I talk by personal experience here, but I’m sure it resonates with the perfectionists who are reading this post.
So how to break this mind-set? Well, let’s face it, I don’t think that someone who has been a perfectionist all of his/her life can suddenly let completely go of this mind-set. But, talking by personal experience again, I think it’s completely possible for a perfectionist to accept that his/her perfectionist behaviour is best reserved for a few important things in life.
In order to achieve this, you need, before jumping into a new project, to look at the big picture and evaluate whether this project is worth your perfectionism. Ask yourself the following types of questions:
- What is it that I’m expected to deliver?
- Does it help me serve one of my professional goals or personal aspirations?
- What is the real impact of this project on my work or personal life?
- What would be the worst possible consequences if I was not doing it perfectly?
- What would I have to sacrifice if I wanted to entertain my perfectionist ambitions?
Then set a performance standard for this project. There are various ways to do that:
Strategy #1: Use the minimum / intermediate / maximum approach
Ask yourself what is the minimum you have to do to deliver against the expectations of the project and what is the maximum you would like to do to satisfy your perfectionist expectations. Settle for something intermediate. Perfectionists tend to see things in black or white, while there are multiple shades of grey in between. Once you’ve delivered against your intermediate expectation, evaluate whether you have more time available to work towards achieving your maximum expectations. If you decide to do this, make sure to set a time limit (see Strategy #4 below).

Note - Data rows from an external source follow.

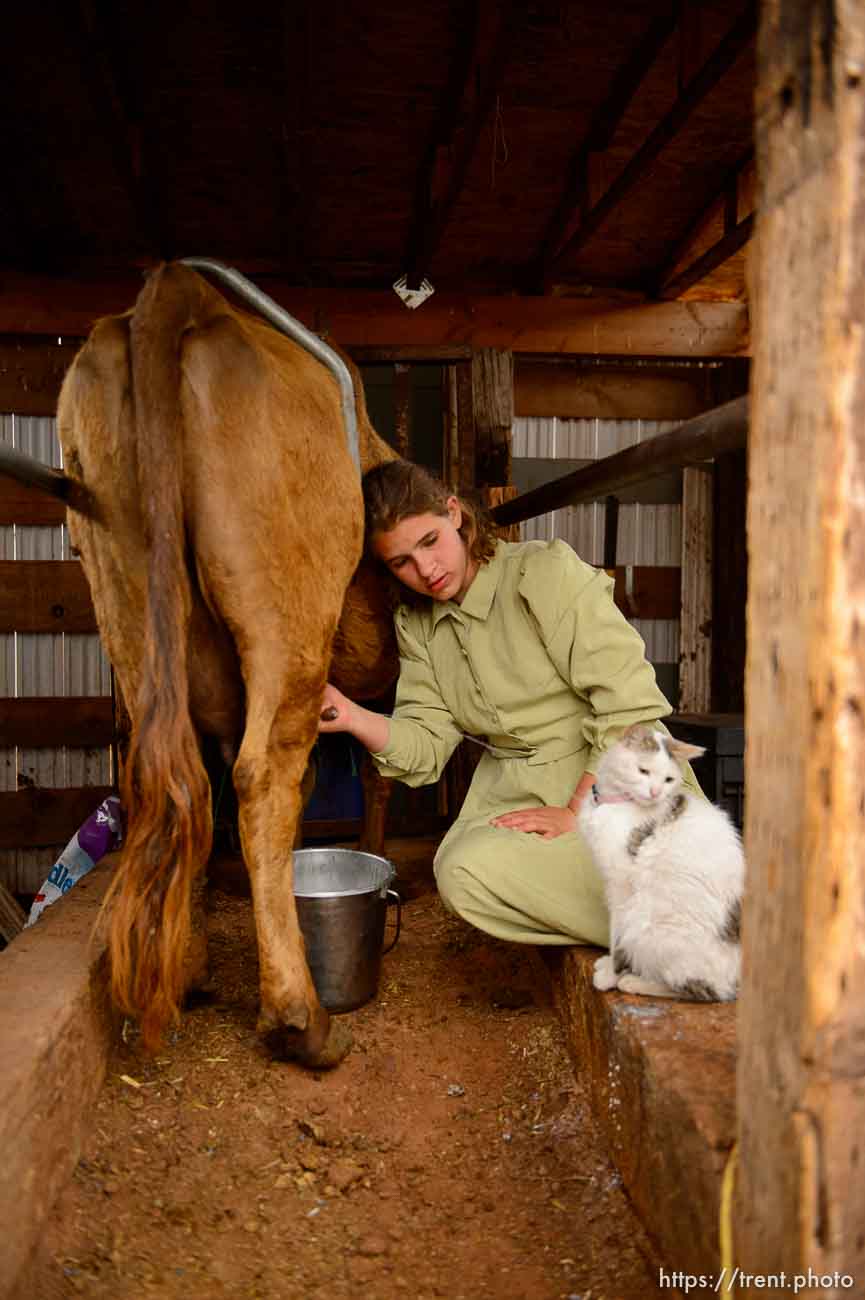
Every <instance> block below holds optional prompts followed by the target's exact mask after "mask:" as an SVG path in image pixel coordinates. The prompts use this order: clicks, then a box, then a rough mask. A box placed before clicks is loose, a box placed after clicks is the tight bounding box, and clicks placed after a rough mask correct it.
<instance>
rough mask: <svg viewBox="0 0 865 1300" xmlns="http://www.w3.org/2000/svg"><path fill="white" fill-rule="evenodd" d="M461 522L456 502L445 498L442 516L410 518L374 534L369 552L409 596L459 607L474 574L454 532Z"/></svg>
mask: <svg viewBox="0 0 865 1300" xmlns="http://www.w3.org/2000/svg"><path fill="white" fill-rule="evenodd" d="M462 521H463V512H462V510H460V508H459V502H458V499H457V498H455V497H449V498H447V513H446V515H410V516H408V517H407V519H402V520H401V521H399V523H398V524H394V526H393V528H392V529H389V530H388V532H386V533H376V536H375V537H373V539H372V549H373V551H375V552H376V555H377V556H379V559H380V560H381V562H382V563H384V564H386V565H388V568H389V569H390V572H392V573H393V575H394V576H395V577H398V578H399V581H401V582H405V584H406V586H410V588H411V590H412V591H419V593H420V595H428V597H431V599H433V601H455V602H457V603H459V602H460V601H462V598H463V595H464V594H466V591H467V590H468V588H470V586H471V582H472V578H473V577H475V573H476V572H477V564H476V563H475V562H472V560H470V559H468V551H467V549H466V543H464V541H463V539H462V537H460V536H459V532H458V529H459V525H460V524H462Z"/></svg>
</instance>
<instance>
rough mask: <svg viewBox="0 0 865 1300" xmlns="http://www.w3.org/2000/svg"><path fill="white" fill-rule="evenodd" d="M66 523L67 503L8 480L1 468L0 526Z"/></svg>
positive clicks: (40, 525) (38, 489)
mask: <svg viewBox="0 0 865 1300" xmlns="http://www.w3.org/2000/svg"><path fill="white" fill-rule="evenodd" d="M65 521H66V503H65V502H62V500H57V498H56V497H47V495H46V494H44V493H42V491H39V489H38V487H25V485H23V484H20V482H16V480H14V478H7V476H5V474H4V473H3V469H1V467H0V526H1V525H5V524H35V525H40V526H47V525H51V524H64V523H65Z"/></svg>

Strategy #2: Ask yourself which outcome you would expect of someone if you were assigning the task to him or her.
Perfectionists often ask less of others than of themselves, so it can help you set a more reasonable target.
Strategy #3: Look at it from someone else perspective
If you’re unable to set a reasonable standard on your own, seek someone’s input, your boss for example. Indeed your boss is likely to want you to spend your time on tasks and projects that bring value to the company instead of dwelling on details.
Strategy #4: Set a time limit
I’m quite sure that like many people, if you’re given one hour to complete a task, you’ll finish it in one hour; similarly, if you’re given 2 hours, you’ll make use of these 2 hours. Imagine a perfectionist to whom you give a task without any time limit. You can be sure s/he will be relentlessly working on it until s/he achieves his/her desired outcome. So alternatively or in addition to setting up a performance standard, give yourself a finite time to complete a task or project.
It’s not easy to change a perfectionist mindset. But by being more aware of your own tendency and taking the time to evaluate the criticality of a project before jumping in, you can be more selective on where you really need (or want) to give your best and save a considerable amount of time. Like with plenty of other things, practice makes perfect… No, no, let me take this back, practice… helps make progress! I hope the above makes sense and I’d love to hear from your own experience.